= Robin Hood's Delight =

Traditional song

Robin Hood's Delight (Roud 3986, Child 136) is an English folk song. It is a story in the Robin Hood canon which has survived as, among other forms, a late seventeenth-century English broadside ballad, and is one of several ballads about the medieval folk hero that form part of the Child ballad collection, which is one of the most comprehensive collections of traditional English ballads.

==Synopsis==
One midsummer day, Robin Hood, Will Scarlock, and Little John are walking in the forest in search of diversion when they meet with three foresters clad in green and carrying faulchions and forest-bills, who challenge them. Robin asks who they are and they reply that they are keepers of King Henry's deer, but Robin doesn't believe them, claiming that he and his men are the keepers. He issues a counter-challenge that they take off their green coats and try a fight. They fight from eight o'clock in the morning until two in the afternoon, until all their breath is spent. Then Robin calls a truce that the foresters allow him to sound his horn. They refuse Robin permission, and so Robin asks them their names so that he might become friendly with them and convince them to come drink with him and his men instead of fighting. He assures the foresters that he will pay for the drink, and that they have already proven their valor and are therefore fit to join him and his men. The foresters agree, and they all go to Nottingham and bond over wine for three days.

==Historical and cultural significance==
This ballad is part of a group of ballads about Robin Hood that in turn, like many of the popular ballads collected by Francis James Child, were in their time considered a threat to the Protestant religion. Puritan writers, like Edward Dering writing in 1572, considered such tales "'childish follye'" and "'witless devices.'"

Writing of the Robin Hood ballads after A Gest of Robyn Hode, their Victorian collector Francis Child claimed that variations on the "'Robin met with his match'" theme, such as this ballad, are "sometimes wearisome, sometimes sickening," and that "a considerable part of the Robin Hood poetry looks like char-work done for the petty press, and should be judged as such." Child had also called the Roxburghe and Pepys collections (in which some of these ballads are included) "veritable dung-hills [...], in which only after a great deal of sickening grubbing, one finds a very moderate jewel.'"

However, as folklorist and ethnomusicologist Mary Ellen Brown has pointed out, Child's denigration of the later Robin Hood ballads is evidence of an ideological view he shared with many other scholars of his time who wanted to exclude cheap printed ballads such as these from their pedigree of the oral tradition and early literature. Child and others were reluctant to include such broadsides in their collections because they thought they "regularized the text, rather than reflecting and/or participating in tradition, which fostered multiformity."

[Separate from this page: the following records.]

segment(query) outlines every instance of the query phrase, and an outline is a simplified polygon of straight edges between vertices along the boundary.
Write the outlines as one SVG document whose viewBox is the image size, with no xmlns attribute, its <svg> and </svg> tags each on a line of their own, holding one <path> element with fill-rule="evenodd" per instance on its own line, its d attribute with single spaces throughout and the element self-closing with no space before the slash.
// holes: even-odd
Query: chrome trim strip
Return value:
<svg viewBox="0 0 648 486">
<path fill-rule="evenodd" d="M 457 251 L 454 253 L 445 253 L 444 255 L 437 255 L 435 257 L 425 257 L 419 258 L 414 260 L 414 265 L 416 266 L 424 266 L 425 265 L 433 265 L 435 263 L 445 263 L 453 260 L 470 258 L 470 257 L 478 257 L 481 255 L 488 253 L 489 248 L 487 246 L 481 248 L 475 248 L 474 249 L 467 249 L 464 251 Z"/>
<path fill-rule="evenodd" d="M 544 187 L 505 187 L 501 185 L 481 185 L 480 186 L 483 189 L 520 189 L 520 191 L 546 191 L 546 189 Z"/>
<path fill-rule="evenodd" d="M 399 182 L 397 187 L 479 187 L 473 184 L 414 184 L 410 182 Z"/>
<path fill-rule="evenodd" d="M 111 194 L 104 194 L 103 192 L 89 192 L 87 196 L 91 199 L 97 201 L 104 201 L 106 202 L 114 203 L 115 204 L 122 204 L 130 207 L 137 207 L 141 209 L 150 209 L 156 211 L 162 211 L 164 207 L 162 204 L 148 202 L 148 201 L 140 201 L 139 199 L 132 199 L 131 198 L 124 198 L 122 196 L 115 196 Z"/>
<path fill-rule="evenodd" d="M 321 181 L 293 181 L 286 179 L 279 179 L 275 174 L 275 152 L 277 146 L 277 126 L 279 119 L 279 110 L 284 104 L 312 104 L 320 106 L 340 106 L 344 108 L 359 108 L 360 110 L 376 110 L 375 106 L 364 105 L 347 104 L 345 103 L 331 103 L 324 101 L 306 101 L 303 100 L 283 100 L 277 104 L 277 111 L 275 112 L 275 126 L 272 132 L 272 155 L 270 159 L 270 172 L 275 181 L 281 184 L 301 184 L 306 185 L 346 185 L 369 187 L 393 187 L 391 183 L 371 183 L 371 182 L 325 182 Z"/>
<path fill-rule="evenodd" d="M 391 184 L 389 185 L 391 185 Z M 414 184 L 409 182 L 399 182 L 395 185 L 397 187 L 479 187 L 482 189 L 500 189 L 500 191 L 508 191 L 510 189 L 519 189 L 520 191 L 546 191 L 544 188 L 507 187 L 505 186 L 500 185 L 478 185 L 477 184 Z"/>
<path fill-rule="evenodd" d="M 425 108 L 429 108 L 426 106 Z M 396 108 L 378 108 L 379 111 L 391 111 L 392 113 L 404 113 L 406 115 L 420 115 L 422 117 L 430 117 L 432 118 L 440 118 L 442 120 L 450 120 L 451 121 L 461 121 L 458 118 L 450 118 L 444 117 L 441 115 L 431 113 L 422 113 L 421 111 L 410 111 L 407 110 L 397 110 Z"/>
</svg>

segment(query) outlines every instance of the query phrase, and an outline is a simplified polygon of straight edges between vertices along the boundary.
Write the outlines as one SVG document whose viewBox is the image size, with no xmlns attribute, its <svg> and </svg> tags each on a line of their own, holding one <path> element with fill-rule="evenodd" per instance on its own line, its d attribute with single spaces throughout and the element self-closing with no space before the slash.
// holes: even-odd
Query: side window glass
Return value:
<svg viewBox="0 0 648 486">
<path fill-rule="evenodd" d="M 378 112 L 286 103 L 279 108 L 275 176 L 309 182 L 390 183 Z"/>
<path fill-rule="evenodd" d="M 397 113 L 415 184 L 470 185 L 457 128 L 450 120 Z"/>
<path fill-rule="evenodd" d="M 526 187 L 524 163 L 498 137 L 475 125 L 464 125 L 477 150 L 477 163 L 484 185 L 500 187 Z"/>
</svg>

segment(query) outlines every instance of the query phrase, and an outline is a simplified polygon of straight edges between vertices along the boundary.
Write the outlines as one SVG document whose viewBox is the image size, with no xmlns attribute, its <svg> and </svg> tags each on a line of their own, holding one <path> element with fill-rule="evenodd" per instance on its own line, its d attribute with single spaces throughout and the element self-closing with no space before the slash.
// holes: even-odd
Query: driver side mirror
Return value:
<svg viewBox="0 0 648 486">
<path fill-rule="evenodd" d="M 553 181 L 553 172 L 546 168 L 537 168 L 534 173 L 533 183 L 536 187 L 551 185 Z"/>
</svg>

On the other hand, the broadsides are significant in themselves as showing, as English jurist and legal scholar John Selden (1584–1654) puts it, "'how the wind sits. As take a straw and throw it up in the air; you shall see by that which way the wind is, which you shall not do by casting up a stone. More solid things do not show the complexion of the times so well as ballads and libels.'" Even though the broadsides are cultural ephemera, unlike weightier tomes, they are important because they are markers of contemporary "current events and popular trends."

It has been speculated that in his time Robin Hood represented a figure of peasant revolt, but the English medieval historian J. C. Holt has argued that the tales developed among the gentry, that he is a yeoman rather than a peasant, and that the tales do not mention peasants' complaints, such as oppressive taxes. Moreover, he does not seem to rebel against societal standards but to uphold them by being munificent, devout, and affable. Other scholars have seen the literature around Robin Hood as reflecting the interests of the common people against feudalism. The latter interpretation supports Selden's view that popular ballads provide a valuable window onto the thoughts and feelings of the common people on topical matters: for the peasantry, Robin Hood may have been a redemptive figure.

==Archival holdings==
The English Broadside Ballad Archive at the University of California, Santa Barbara holds two seventeenth-century broadside ballad versions of this tale: one in the Pepys collection at Magdalene College at the University of Cambridge (2.112), and another in the Crawford collection at the National Library of Scotland (1162).